# Segment text data

This notebook shows some methods to segment text data

In [None]:
#!pip install pandas pyarrow

## Load the data

Global News Dataset : https://huggingface.co/datasets/NickyNicky/global-news-dataset

Download the dataset

In [None]:
!mkdir -p data
!wget -O data/train-00000-of-00001.parquet https://huggingface.co/datasets/NickyNicky/global-news-dataset/resolve/main/data/train-00000-of-00001.parquet

In [None]:
ls data

In [None]:
import pandas as pd

In [None]:
df_raw = pd.read_parquet("data/train-00000-of-00001.parquet")
df_raw.head(3)

In [None]:
print(df_raw.shape)

Management : remove empty rows

In [None]:
df = df_raw[df_raw["full_content"].notna()]
df.shape

## Sometime, we need shorter texts (context windows)

Let's say we are using Camembert

Context windows : 512

Estimate the tokens

In [None]:
from transformers import AutoTokenizer

tokenizer = AutoTokenizer.from_pretrained("camembert-base")
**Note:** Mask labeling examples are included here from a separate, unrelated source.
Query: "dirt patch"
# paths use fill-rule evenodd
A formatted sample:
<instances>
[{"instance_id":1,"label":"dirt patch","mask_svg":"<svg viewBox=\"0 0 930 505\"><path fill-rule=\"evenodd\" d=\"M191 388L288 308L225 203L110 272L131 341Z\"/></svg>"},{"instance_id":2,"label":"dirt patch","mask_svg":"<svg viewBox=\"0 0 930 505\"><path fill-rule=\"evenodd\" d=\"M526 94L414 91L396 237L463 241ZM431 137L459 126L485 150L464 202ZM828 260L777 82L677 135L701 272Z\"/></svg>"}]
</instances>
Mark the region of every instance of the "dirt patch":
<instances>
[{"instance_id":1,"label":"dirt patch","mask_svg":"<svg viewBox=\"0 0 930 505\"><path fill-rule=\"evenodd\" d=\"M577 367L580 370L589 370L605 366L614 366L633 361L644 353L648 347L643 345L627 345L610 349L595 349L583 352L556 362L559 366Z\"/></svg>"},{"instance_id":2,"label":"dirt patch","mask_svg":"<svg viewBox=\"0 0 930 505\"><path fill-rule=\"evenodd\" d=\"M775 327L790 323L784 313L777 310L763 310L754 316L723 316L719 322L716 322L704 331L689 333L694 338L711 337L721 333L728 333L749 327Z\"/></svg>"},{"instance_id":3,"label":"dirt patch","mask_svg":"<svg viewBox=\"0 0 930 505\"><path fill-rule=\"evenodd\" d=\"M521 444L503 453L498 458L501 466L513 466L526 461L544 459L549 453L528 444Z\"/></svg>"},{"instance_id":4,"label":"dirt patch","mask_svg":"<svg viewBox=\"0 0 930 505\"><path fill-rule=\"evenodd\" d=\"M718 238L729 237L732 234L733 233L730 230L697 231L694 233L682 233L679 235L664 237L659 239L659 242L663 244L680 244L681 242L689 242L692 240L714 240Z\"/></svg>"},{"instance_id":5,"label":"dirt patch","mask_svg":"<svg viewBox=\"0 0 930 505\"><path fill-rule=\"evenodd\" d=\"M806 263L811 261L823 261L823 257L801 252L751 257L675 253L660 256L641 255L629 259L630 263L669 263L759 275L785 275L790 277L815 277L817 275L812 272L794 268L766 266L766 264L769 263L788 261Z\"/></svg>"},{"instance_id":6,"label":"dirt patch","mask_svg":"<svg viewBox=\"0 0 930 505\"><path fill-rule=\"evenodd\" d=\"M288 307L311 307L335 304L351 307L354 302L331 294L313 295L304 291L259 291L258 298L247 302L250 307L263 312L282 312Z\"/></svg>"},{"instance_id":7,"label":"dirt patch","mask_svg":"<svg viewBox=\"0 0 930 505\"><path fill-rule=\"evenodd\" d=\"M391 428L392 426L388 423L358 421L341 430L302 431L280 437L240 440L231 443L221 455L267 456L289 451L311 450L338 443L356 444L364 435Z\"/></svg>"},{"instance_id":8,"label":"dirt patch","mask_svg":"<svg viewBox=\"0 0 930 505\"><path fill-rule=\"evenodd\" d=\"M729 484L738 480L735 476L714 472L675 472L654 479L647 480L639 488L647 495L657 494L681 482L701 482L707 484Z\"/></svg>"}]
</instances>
text = df["full_content"].iloc[0]

tokens = tokenizer.tokenize(text)
token_count = len(tokens)
print(f"Number of tokens: {token_count}")

In [None]:
df["full_content"].sample(1000).apply(lambda x : len(tokenizer.tokenize(x))).describe()

We will need to divide

## How to divide a text ?

### Divide by sentence

### Brut force method

with a rule of thumb for instance

In [None]:
def chuck_text_context_window(text, max_length_token=512, letters_per_token=4):
    """
    Cut the text into chunks of max_length.
    """
    length = max_length_token * letters_per_token
    return [text[i:i + length] for i in range(0, len(text), length)]


And explode with the id of the article

In [None]:
df_ss = df.sample(5)
df_ss["chunk_cw"] = df_ss["full_content"].apply(chuck_text_context_window)
df_ss.explode(column="chunk_cw")[["article_id","chunk_cw"]]

You can do it better with a tokenizer to count exactly what you want

Same for paragraph : you need to define what is a paragraph. In our case, it is a line break.

In [None]:
def chunk_paragraphs(text):
    """
    Cut the text into paragraphs.
    """
    return text.split("\n")

In [None]:
df_ss = df.sample(5)
df_ss["chunk_cw"] = df_ss["full_content"].apply(chunk_paragraphs)
df_ss.explode(column="chunk_cw")[["article_id","chunk_cw"]]

If you want to divide by sentence

In [None]:
import nltk
nltk.download('punkt_tab')
from nltk.tokenize import sent_tokenize

sentences = sent_tokenize(df.iloc[0]["full_content"], language="english")

for i, sent in enumerate(sentences, 1):
    print(f"Sentence {i}: {sent}")

Or use Spacy with a model

In [None]:
#!pip install spacy
#!python -m spacy download en_core_web_trf

In [None]:
import spacy
nlp = spacy.load("en_core_web_trf")
doc = nlp(df.iloc[0]["full_content"])
print("🔹 Sentences:")
for sent in doc.sents:
    print(f"- {sent.text.strip()}")

### Use a dedicated model to segment

For instance : [wtpsplit](https://github.com/segment-any-text/wtpsplit)

Which use dedicated models trained for segmentation : https://huggingface.co/segment-any-text/sat-3l

In [None]:
#!pip install wtpsplit

In [None]:
from wtpsplit import SaT
sat_sm = SaT("sat-3l-sm")

In [None]:
sat_sm.split(df.iloc[0]["full_content"],